The multifaceted controversies which Uber faced over the last many years were symptomatic of this primary trait of brash casualness—which was just fine with the investors as long as the company met its growth objectives. The board chose to ignore the fundamentals of their governance role and failed to provide guidance in correcting a trait which would ultimately endanger the company in many ways. It is worth recollecting that for all the talk of governance and ethical behaviour, investors backed Kalanick despite past investors and advisers calling him a “serial prevaricator” and “delusional”.

And the prime reason for this was that Uber continued to see growing valuations. All that changed with the debacle in China, where it lost billions trying to outgun Didi Chuxing and posted an additional loss of $2.8 billion in 2016 on revenue of $6.5 billion. Once a founder, however visionary, loses this game of financials, the equation shifts in favour of the investors. This is exactly what happened to Apple Inc.’s Steve Jobs in 1983 and Sun Microsystems Inc.’s Scott McNealy in 2007. Till then, they were ring-fenced by the very same investors and the board and allowed to play the game on their own terms.

This is a reflection of the belief system encouraged and actively propagated by the PE/VC industry in the pursuits of outsized profits in the quest of promoting entrepreneurship at any cost. And core to this is the virtual absence of women in leadership positions. A study shows that start-ups with one woman founder or investor has about 50% women in the workforce as against the 10-15% in companies such as Twitter Inc., Facebook Inc., etc. To my mind the reason PE/VC funds function in this manner is the obscene levels of money at stake which they control and their need to keep this in a closed old boys club. Diversity in thinking and practices does not figure in its scheme of priorities. The primary investors into these funds too are from the same monoculture and hence the incentive to change is minimal.

Visionaries like Kalanick need to be encouraged for the entrepreneurial ecosystem to flourish and innovate, but this must be balanced with the benefit of sound advice, a culture which promotes restraint and a governance structure which actually provides timely guidance with active interventions. While seasoned full-time advisers are a must for most founder-led start-ups to steady the ship as it sails in these turbulent waters with their experience, sobriety and sound judgement, increased levels of diversity in the company and boards/investors would pave the way for a self-sustaining culture of restraint, propriety and accountability. It is this combination which will help prevent future episodes of this nature—and we must live in the hope that this will emerge as a fallout of the Uber episode.

As Mark Twain said: Good judgement comes from experience but experience comes only from bad judgements. And Uber has made many of them! It will now need courage to confront them and transform—not an easy task in a firm where there is effectively no second line and a corporate culture of unethical behaviour laced with poor judgement entwined in its operating consciousness.

Cultural cleansing in a corporate context is a very difficult transformation whose short-term costs are high and the process painful, but there have been celebrated examples of this when the board demonstrated the will to go through it.
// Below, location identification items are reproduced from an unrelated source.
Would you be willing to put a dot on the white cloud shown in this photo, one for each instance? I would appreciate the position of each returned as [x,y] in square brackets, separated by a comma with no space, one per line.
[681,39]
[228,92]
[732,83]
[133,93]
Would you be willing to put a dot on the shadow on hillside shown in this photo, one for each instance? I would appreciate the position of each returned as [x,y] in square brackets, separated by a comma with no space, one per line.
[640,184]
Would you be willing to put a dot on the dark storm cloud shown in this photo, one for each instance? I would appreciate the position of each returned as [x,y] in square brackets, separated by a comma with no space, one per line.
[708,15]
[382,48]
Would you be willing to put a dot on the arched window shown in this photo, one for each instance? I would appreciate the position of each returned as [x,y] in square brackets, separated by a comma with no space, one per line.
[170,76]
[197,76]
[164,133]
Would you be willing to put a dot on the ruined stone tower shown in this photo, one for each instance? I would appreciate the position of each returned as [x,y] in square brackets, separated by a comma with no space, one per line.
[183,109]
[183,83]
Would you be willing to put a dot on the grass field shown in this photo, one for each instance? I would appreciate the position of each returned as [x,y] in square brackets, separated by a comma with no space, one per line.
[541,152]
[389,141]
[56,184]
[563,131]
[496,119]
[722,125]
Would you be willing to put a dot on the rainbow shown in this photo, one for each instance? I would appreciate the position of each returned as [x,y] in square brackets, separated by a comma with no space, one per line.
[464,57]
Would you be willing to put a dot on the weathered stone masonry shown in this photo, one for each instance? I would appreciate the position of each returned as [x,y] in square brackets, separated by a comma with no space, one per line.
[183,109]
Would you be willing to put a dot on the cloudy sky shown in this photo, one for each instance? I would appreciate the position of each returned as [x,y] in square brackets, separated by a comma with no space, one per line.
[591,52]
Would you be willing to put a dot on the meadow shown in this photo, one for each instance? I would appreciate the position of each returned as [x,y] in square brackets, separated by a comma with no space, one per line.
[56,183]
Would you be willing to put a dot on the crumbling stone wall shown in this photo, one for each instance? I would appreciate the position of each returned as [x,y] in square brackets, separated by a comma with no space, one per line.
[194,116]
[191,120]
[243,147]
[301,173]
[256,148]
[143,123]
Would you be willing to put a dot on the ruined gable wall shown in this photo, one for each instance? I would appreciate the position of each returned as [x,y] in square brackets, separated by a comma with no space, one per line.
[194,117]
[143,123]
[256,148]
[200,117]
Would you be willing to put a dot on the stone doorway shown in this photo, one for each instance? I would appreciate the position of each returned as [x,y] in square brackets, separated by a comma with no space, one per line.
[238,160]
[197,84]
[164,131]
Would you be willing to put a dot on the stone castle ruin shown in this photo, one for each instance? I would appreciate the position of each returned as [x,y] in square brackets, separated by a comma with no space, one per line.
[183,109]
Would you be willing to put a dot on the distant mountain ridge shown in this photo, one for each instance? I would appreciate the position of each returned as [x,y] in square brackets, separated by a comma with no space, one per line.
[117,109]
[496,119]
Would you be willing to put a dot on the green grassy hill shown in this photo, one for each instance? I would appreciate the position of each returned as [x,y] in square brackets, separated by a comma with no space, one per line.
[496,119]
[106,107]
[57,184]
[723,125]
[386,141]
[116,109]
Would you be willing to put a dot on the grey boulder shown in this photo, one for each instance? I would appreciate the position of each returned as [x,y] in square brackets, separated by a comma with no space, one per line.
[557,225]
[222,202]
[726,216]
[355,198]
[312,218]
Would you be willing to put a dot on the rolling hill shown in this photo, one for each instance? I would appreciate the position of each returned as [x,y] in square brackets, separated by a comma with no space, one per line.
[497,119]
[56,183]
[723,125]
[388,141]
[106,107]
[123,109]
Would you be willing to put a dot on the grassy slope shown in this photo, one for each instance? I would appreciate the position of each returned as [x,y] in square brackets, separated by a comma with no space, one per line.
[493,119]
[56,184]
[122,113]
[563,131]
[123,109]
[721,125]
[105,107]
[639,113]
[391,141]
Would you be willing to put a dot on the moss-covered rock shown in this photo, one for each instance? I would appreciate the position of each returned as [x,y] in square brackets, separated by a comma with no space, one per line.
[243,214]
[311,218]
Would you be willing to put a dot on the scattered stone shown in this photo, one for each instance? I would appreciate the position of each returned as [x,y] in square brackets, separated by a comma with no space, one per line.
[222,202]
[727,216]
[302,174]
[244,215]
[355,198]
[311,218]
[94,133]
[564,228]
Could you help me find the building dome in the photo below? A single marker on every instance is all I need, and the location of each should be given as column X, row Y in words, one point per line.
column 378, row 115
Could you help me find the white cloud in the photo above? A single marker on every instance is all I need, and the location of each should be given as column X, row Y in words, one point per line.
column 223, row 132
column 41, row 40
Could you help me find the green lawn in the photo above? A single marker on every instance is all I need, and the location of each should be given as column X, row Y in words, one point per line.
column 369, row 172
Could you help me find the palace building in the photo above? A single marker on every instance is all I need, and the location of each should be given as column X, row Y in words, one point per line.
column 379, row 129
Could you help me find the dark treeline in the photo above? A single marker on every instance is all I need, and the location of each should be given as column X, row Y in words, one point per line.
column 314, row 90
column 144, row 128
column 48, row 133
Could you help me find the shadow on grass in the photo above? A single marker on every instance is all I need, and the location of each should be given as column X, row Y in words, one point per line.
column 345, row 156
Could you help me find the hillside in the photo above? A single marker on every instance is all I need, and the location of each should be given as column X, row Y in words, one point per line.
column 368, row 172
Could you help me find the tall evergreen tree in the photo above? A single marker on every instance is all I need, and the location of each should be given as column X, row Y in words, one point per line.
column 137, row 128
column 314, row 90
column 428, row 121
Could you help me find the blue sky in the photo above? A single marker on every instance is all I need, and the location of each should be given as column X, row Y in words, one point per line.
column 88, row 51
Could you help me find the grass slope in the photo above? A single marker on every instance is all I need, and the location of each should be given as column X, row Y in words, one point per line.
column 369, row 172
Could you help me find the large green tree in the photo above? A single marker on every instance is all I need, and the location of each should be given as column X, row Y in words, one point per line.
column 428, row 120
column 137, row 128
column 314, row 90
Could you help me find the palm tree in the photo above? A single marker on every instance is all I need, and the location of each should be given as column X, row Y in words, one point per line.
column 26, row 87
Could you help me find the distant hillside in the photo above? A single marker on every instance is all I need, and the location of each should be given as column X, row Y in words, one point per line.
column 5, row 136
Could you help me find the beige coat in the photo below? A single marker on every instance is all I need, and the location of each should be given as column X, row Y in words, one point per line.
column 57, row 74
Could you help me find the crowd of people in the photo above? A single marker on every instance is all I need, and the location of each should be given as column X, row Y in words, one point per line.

I was a part of this experiment in Xerox Corp., a legendary West Coast company too, in the mid-eighties and can vouch for its effectiveness if only the leadership is decisive enough and investors have the sagacity to withstand a few quarters of financial turbulence.

In the interest of Uber—undoubtedly a Silicon Valley icon in many ways—I hope this maturity will prevail in the board and with its investors.

Prabal Basu Roy is a Sloan Fellow from the London Business School and a chartered accountant. The writer presently manages a private equity fund and has formerly been a director and group chief financial officer in various companies.